The purpose of this paper is to identify the metrics used in the literature to measure social issues in sustainable supply chains.
A systematic literature review was conducted to identify peer-reviewed articles containing metrics pertaining to social issues in the supply chain. A structured content analysis of each identified article was conducted to extract the metrics. This analysis provided a basis for a frequency analysis to determine how often the various metrics appeared in the literature. The metrics were also analyzed to determine whether they: simultaneously addressed the other areas of the triple bottom line, namely, environmental and/or economic issues; were quantitative or qualitative metrics; and could be classified as absolute, relative or context-based metrics.

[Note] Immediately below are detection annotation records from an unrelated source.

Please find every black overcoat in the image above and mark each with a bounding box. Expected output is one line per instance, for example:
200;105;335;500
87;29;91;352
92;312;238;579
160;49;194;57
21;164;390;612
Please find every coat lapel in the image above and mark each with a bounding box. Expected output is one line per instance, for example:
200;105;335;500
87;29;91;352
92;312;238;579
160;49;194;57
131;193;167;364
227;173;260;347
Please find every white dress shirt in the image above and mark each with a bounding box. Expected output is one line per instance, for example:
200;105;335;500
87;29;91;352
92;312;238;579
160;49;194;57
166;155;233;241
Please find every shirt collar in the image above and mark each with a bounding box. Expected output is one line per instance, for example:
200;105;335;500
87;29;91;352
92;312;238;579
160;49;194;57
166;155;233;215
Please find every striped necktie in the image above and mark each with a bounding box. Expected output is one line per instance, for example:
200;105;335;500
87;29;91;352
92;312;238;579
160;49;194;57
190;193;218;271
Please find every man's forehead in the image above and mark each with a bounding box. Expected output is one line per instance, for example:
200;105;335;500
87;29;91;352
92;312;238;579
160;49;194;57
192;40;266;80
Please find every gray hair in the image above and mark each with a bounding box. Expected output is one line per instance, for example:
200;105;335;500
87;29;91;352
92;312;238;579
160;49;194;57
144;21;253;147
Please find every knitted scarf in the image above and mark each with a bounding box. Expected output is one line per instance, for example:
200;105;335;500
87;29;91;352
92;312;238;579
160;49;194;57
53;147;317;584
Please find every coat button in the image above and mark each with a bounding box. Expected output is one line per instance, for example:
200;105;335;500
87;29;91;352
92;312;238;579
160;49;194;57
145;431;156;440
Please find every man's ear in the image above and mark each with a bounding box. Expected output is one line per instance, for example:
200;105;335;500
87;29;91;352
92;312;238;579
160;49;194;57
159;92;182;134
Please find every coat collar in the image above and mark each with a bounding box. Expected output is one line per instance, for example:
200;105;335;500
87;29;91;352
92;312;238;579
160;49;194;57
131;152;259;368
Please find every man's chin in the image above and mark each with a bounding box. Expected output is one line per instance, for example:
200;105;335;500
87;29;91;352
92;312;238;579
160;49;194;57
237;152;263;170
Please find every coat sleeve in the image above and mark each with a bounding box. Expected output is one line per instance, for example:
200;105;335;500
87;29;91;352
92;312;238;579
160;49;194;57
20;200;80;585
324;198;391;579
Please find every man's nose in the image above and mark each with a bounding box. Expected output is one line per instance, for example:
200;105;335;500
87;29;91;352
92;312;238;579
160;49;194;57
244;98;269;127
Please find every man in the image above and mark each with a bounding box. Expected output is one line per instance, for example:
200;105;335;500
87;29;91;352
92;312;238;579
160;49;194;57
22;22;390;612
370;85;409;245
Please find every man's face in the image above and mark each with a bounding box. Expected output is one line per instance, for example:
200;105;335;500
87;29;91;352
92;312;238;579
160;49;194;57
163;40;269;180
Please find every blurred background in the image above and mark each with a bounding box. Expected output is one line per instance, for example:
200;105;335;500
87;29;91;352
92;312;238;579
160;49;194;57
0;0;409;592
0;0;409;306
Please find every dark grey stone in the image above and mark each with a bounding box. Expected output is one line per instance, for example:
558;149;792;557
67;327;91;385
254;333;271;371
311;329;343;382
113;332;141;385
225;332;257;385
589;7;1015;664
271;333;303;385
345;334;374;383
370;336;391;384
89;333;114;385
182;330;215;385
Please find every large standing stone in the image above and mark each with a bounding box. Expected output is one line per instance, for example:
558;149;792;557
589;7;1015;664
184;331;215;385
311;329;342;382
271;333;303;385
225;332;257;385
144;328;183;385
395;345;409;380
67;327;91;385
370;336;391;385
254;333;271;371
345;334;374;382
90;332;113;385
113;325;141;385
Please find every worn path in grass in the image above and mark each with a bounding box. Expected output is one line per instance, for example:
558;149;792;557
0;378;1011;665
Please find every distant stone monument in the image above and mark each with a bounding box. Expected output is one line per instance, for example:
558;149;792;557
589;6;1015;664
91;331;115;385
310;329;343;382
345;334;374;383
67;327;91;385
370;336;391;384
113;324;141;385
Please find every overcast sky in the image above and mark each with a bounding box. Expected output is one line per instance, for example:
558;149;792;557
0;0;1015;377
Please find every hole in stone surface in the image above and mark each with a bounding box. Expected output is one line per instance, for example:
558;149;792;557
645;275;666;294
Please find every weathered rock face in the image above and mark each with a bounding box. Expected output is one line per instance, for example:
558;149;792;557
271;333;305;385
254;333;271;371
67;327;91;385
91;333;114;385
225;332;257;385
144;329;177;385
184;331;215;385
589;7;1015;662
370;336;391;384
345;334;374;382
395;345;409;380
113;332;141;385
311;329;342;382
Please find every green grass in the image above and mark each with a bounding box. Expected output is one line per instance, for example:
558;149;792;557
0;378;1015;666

A total of 53 unique metrics were identified. The analysis of the results showed that a limited number of environmental (3 metrics) and economic (11 metrics) issues were addressed by the metrics as well. A combination of quantitative (39.6 per cent) and qualitative (60.4 per cent) measurements were used. The vast majority of the metrics (90.6 per cent) were further classified as absolute metrics.
This paper presents one of the first in-depth analyses of metrics used to measure social issues in supply chains. This is important because social issues are often overlooked in research focused on performance measurement in sustainable supply chains.
An earlier version of this paper was presented at the PMA 2014 Conference in Aarhus, Denmark. The authors would like to thank the Natural Sciences and Engineering Research Council of Canada for its financial support.